Debugging windows nodes in EKS
When the node doesn't see the service network
Debugging windows nodes in EKS#
After a couple of days dealing with windows nodes in Kubernetes AWS EKS, I thought I would provide a quick write-up of what I’ve seen. For two reasons
- In case in a week time I need to remember what I did, I know where to look at.
- In case somebody faces the same issues and Google offers them this page (BTW, I don’t have any analytics on this page, so shout on Twitter or LinkedIn if you found this useful)
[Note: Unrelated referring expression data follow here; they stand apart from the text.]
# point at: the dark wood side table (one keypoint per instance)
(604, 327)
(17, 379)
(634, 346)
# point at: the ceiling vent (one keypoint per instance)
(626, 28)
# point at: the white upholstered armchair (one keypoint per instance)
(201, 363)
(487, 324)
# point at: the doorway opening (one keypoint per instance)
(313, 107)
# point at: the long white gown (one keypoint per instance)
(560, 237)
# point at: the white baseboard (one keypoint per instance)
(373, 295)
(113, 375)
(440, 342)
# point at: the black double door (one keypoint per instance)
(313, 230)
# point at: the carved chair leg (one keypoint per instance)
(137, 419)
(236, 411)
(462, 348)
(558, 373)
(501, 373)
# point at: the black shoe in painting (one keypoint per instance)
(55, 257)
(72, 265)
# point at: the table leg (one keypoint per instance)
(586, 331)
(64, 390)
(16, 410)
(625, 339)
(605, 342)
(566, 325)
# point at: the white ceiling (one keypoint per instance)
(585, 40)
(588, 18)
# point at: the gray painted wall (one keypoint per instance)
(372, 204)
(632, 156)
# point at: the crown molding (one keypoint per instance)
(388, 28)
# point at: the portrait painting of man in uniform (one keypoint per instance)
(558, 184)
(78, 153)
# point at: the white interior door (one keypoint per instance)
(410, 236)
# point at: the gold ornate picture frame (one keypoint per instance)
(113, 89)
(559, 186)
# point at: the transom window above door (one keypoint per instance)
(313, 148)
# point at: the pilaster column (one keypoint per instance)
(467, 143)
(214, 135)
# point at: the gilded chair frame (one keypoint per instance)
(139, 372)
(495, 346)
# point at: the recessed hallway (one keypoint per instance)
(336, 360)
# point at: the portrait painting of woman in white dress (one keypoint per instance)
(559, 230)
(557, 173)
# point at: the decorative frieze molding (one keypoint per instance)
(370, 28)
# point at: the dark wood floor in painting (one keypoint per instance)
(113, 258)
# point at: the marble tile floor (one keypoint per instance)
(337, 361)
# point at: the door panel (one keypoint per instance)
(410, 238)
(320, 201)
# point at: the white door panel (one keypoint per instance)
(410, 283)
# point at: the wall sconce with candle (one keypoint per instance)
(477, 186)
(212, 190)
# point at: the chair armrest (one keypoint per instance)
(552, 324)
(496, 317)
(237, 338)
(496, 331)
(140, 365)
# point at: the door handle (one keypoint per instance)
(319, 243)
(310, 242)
Anyway, we have some nodegroups with windows machines. The machines would join the cluster correctly and kubectl get nodes
would show the nodes in ready status. But it seemed that pods were having some connectivity problem. We were trying to schedule a jenkins slave pod using the Jenkins Kubernetes plugin but the jnlp container was dying unable to connect to the jenkins service.
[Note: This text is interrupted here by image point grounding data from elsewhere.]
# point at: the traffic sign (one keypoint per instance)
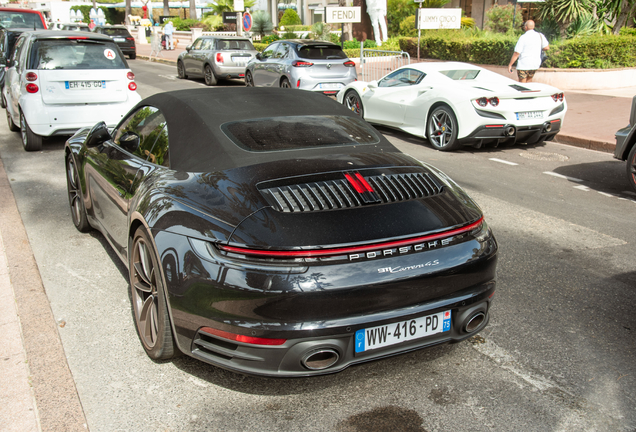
(247, 21)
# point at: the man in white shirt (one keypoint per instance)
(528, 50)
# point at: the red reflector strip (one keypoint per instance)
(242, 338)
(340, 251)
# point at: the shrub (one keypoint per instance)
(499, 18)
(290, 17)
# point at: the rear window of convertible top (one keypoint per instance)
(299, 132)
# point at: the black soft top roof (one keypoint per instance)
(198, 143)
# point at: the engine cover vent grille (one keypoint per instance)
(340, 194)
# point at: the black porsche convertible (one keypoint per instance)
(279, 239)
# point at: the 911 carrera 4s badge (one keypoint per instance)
(391, 334)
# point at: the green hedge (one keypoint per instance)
(594, 52)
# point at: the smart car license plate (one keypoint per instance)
(391, 334)
(85, 85)
(330, 86)
(529, 115)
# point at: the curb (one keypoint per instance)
(590, 144)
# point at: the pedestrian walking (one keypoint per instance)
(167, 31)
(528, 51)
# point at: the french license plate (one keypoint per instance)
(85, 85)
(330, 86)
(529, 115)
(391, 334)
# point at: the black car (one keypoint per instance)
(285, 239)
(8, 37)
(626, 146)
(122, 37)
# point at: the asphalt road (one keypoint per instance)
(558, 355)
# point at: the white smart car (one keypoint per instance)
(453, 104)
(62, 81)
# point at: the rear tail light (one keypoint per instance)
(557, 97)
(482, 102)
(300, 63)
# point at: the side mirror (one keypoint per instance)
(98, 135)
(130, 141)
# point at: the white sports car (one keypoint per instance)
(453, 104)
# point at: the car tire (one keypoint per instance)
(181, 70)
(249, 79)
(30, 141)
(75, 201)
(12, 126)
(441, 128)
(149, 306)
(208, 75)
(631, 167)
(353, 102)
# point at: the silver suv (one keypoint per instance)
(304, 64)
(216, 57)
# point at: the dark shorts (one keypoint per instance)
(525, 74)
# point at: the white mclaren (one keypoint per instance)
(453, 104)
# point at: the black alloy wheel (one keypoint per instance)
(181, 70)
(441, 130)
(354, 103)
(12, 126)
(631, 167)
(148, 299)
(30, 141)
(78, 211)
(208, 75)
(249, 79)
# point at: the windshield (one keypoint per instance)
(461, 74)
(320, 52)
(76, 54)
(294, 133)
(20, 20)
(234, 45)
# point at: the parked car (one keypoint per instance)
(626, 146)
(8, 37)
(279, 239)
(317, 66)
(22, 18)
(122, 37)
(76, 27)
(216, 57)
(453, 104)
(61, 81)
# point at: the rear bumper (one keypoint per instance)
(49, 120)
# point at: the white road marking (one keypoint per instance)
(563, 177)
(503, 161)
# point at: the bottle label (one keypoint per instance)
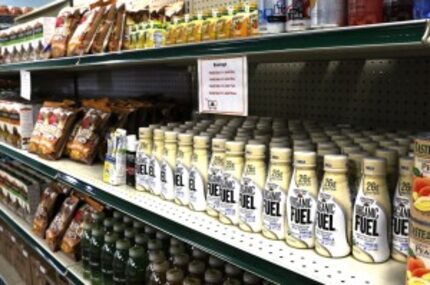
(229, 198)
(215, 179)
(197, 191)
(167, 185)
(181, 183)
(143, 162)
(370, 230)
(274, 210)
(331, 227)
(250, 204)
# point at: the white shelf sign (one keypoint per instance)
(25, 84)
(223, 86)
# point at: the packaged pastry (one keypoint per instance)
(61, 222)
(67, 21)
(83, 36)
(101, 38)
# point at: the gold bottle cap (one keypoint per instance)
(304, 158)
(335, 163)
(280, 154)
(374, 166)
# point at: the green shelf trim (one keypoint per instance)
(383, 35)
(245, 260)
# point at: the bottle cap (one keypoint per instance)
(304, 158)
(374, 166)
(335, 163)
(122, 244)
So I RDP into the node, and do a curl to the Jenkins service by IP (the service network is a different “ficticious network”). Unable to connect. Obviously, trying to do nslookup using the DNS service for the cluster (CoreDNS) would have the same issue.
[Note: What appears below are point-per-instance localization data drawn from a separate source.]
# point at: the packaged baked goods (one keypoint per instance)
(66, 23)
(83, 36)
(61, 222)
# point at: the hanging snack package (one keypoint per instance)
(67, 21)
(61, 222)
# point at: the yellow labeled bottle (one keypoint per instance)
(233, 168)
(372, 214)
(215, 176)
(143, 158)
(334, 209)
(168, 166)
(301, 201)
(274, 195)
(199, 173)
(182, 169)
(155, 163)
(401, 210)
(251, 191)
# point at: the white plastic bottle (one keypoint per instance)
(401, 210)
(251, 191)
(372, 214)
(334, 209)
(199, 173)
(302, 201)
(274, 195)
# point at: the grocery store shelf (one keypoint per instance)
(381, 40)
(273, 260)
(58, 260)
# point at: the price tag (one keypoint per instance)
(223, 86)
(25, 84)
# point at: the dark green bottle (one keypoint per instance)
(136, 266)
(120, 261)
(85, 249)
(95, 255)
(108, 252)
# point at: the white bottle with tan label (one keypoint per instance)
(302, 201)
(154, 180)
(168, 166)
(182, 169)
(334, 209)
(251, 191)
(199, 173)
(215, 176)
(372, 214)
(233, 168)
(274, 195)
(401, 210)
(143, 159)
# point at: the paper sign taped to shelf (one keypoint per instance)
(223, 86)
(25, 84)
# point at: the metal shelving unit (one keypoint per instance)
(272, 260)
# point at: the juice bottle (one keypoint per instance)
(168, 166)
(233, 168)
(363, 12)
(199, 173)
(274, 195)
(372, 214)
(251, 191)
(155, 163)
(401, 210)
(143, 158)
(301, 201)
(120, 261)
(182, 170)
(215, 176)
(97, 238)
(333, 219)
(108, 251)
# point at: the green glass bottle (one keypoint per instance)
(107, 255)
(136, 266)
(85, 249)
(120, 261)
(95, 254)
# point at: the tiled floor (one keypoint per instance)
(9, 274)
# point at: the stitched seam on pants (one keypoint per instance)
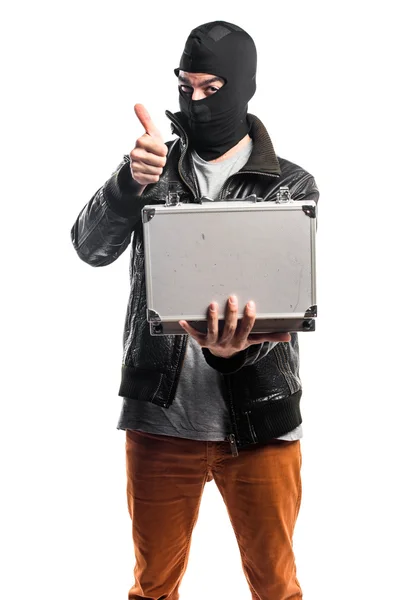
(191, 528)
(241, 555)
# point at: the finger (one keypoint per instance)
(199, 337)
(145, 179)
(230, 320)
(258, 338)
(145, 119)
(149, 158)
(141, 167)
(246, 325)
(212, 324)
(152, 145)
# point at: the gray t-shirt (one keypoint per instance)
(199, 411)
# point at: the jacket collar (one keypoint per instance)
(262, 159)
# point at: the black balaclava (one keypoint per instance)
(217, 123)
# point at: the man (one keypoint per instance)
(208, 406)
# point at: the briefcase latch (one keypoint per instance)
(173, 196)
(283, 195)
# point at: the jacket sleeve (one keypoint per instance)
(104, 226)
(306, 189)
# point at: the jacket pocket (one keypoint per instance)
(140, 384)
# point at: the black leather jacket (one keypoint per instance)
(262, 383)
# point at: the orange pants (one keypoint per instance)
(261, 489)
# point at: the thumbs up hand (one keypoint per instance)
(148, 157)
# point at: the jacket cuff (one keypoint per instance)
(230, 365)
(120, 193)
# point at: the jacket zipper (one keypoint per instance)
(231, 437)
(178, 371)
(185, 143)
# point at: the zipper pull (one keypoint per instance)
(232, 441)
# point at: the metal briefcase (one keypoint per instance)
(203, 252)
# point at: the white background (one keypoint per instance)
(72, 73)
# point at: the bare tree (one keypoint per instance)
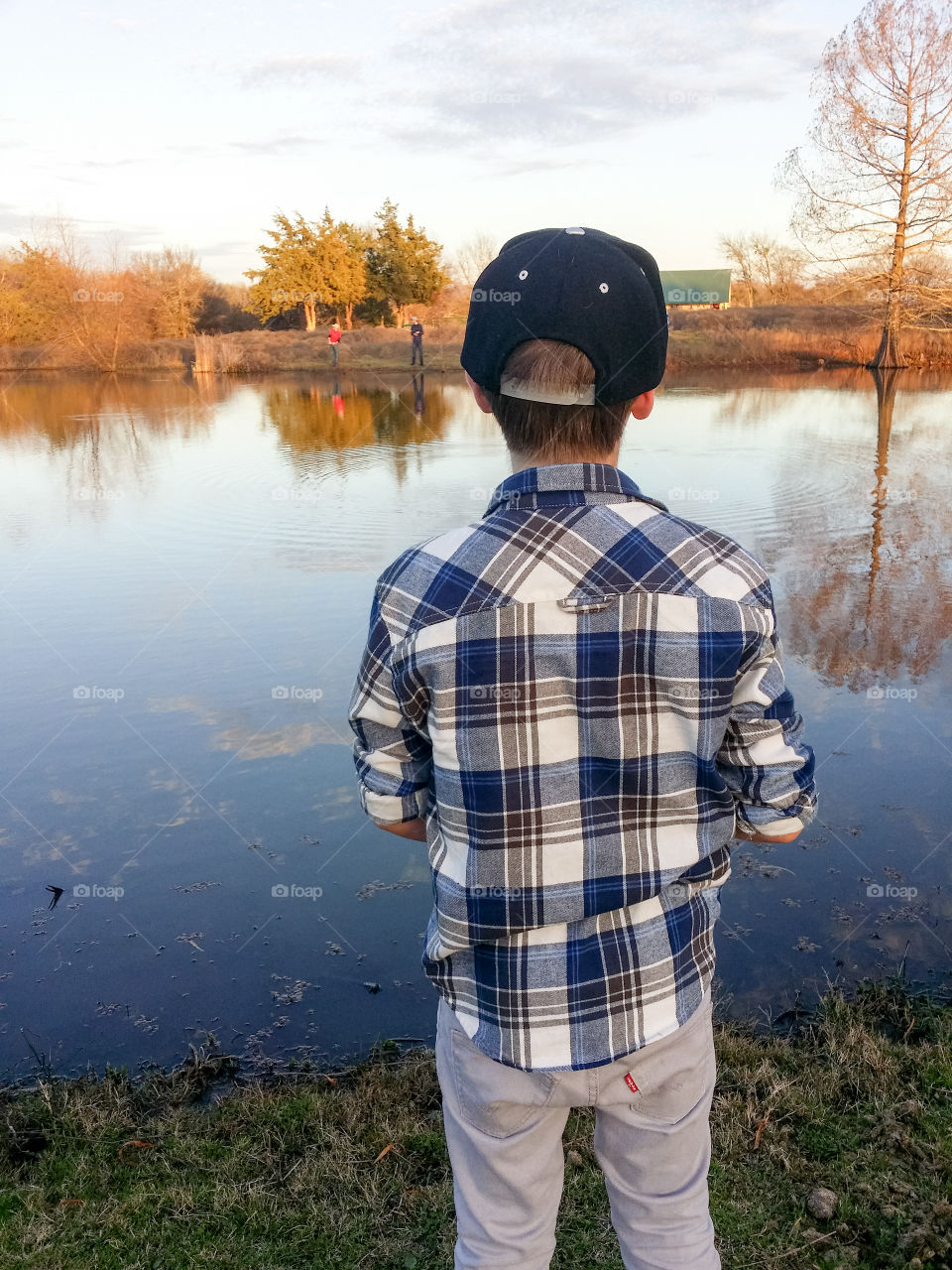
(472, 258)
(875, 187)
(739, 252)
(765, 266)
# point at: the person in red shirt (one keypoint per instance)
(334, 339)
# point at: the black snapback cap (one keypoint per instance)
(578, 286)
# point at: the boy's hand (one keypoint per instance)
(767, 837)
(416, 829)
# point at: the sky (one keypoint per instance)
(190, 125)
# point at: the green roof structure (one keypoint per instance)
(696, 286)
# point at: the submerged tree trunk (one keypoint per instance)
(888, 356)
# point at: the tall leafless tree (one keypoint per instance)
(875, 185)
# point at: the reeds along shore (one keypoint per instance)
(774, 338)
(832, 1148)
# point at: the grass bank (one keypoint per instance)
(350, 1170)
(769, 338)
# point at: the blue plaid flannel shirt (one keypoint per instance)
(583, 697)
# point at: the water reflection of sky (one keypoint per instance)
(209, 553)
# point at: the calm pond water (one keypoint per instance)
(185, 575)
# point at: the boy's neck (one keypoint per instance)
(522, 461)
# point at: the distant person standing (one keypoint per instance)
(416, 333)
(334, 339)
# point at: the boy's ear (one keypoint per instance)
(480, 394)
(643, 405)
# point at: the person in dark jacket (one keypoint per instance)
(416, 333)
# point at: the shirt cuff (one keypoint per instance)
(391, 808)
(771, 828)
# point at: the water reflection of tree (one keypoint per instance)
(107, 430)
(307, 422)
(884, 612)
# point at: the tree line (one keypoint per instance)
(873, 220)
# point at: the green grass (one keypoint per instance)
(295, 1174)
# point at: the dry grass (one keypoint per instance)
(352, 1171)
(772, 338)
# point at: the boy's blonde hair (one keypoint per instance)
(555, 432)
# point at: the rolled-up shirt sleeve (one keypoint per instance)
(394, 758)
(763, 758)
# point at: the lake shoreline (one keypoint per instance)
(838, 1135)
(738, 339)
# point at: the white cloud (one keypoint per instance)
(301, 68)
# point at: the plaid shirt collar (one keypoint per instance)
(566, 484)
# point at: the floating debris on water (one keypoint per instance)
(293, 993)
(371, 888)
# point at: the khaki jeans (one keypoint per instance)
(504, 1134)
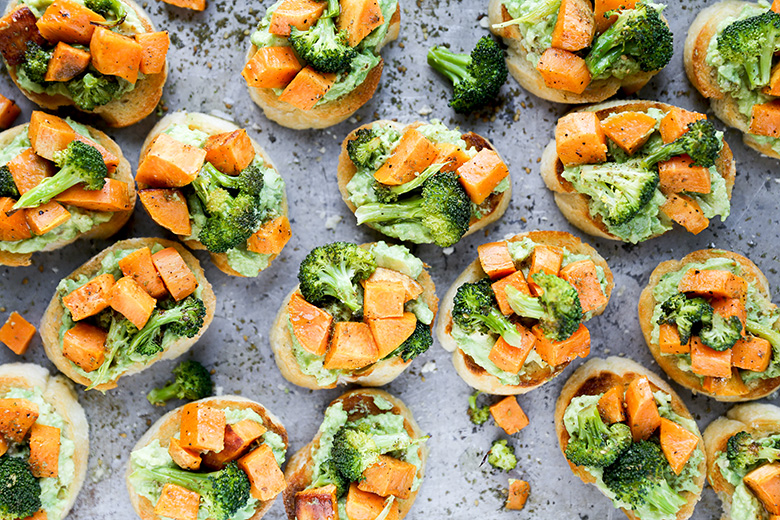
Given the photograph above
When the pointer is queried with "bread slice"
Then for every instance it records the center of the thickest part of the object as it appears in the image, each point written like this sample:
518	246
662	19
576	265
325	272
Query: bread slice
58	392
599	375
705	77
105	230
356	403
758	388
499	202
473	374
574	205
52	318
332	112
125	111
170	424
211	125
380	373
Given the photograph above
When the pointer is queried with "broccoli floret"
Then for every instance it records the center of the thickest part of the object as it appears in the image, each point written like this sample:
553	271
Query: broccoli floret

Next, I tried to connect the pod directly, not the service. In AWS, pods have a routable IP. Connecting the pod directly would work.
OK. At that point it was obvious the nodes were having some issue trying to connect to the service network. What could that be?
First, I tried to see if the node had joined correctly the cluster. So time to see the logs for the bootstrap process.
more C:\ProgramData\Amazon\EC2-Windows\Launch\Log\UserdataExecution.log
didn’t show anything strange. All seemed to have gone correctly.
Part of the boot process generates a configuration file for CNI (networking). Time to see that
more C:\ProgramData\Amazon\EKS\cni\config\vpc-shared-eni.conf
{
"cniVersion": "0.3.1",
"name": "vpc",
"type": "vpc-shared-eni",
"eniMACAddress": "<macaddress>",
"eniIPAddresses": ["<CIDR self>"],
"gatewayIPAddress": "<ip gateway>",
"vpcCIDRs": [
"<CIDR vpc>"
],
"serviceCIDR": "<CIDR service>",
"dns": {
"nameservers": ["<ip dns>"],
"search": [
"{%namespace%}.svc.cluster.local",
"svc.cluster.local",
"cluster.local"
]
}
}
Again. Everything correct.
Service network. It should be the kube-proxy. How to to debug kube-proxy in Windows? How to see logs in Windows?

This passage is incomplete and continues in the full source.